Giving a group of possible supporters a reason to like you, nurturing that - keeps them coming back and already half lined up to buy your products - or tell their mates to.
More focus on building reliable and socially authentic - everyday brand advocates not just sports celebrities sourced via social networks. The power of social recommendation is still hugely untapped, and I think we’ll see more fostering of connections between fans who are already interested in your product - who act as catalysts for recommendation.
All this tied with a smarter understanding of (increasingly social and mobile) consumer touch points. Some of us are going to start getting really good at this in 2012 - and that’s what’s going to separate the best from the rest.
Nicole: What do you expect (or hope to) see less of in 2012?
If there’s one thing I hate it’s try-hard executions - and campaigns which try hard to be social for the sake of it.
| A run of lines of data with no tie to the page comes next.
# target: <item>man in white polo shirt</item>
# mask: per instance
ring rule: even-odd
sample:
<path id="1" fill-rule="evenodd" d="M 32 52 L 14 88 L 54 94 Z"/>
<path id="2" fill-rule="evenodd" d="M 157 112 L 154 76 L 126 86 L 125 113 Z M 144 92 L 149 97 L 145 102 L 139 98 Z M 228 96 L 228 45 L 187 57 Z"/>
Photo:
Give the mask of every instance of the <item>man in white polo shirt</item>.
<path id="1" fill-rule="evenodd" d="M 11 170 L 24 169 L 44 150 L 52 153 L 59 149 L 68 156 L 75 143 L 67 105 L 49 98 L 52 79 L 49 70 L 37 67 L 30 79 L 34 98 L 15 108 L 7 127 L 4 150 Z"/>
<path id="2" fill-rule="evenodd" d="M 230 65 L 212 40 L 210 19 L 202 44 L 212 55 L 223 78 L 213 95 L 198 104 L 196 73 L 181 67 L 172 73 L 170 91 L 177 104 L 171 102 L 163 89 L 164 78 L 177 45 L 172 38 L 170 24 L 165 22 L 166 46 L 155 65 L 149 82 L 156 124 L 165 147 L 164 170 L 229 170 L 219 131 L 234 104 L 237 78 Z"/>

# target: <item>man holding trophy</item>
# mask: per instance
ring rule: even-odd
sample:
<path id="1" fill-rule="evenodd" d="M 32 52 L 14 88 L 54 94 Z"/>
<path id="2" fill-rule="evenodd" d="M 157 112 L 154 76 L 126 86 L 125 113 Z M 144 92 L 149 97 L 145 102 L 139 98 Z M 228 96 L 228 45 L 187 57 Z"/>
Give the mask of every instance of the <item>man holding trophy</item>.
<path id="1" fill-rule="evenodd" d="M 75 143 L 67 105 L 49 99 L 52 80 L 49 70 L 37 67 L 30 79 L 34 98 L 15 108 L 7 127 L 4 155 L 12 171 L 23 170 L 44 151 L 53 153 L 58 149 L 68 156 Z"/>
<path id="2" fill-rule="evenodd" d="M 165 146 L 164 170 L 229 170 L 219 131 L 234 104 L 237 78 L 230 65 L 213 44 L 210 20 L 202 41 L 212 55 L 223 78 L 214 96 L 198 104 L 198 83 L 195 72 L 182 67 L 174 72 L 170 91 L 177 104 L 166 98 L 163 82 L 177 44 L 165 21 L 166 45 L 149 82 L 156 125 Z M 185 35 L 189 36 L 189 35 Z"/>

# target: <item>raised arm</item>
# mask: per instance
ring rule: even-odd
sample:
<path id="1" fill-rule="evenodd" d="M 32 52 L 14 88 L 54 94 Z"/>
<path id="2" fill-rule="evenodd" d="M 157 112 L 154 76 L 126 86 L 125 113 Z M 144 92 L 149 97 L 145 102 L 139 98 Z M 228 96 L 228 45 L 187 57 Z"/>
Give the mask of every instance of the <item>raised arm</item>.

I hope to see less:
- Competitions without real engagement such as 'like/follow to win' campaigns
- Requests to like/follow without providing a reason or brand connection
- And brands setting up accounts with the short term - without considering the long term community they are building
I also can’t stand noise. The brands that don’t generate a quality or engaged following or maintain a consistent voice authentic to their brand won’t scale in their return on investment or see any increased engagement for their brand. I’d like to see less brands naively jumping in to their social accounts without a strategy (not to mention understanding things like promotion guidelines and etiquette) Brands recognising that having social media dedicated staff on board to enhance and manage their online presence for the long term is key to future marketing success.
Jen and the team at GrabOne have created a social experience around buying online - are you more likely to buy something online because of your interactions with friends online?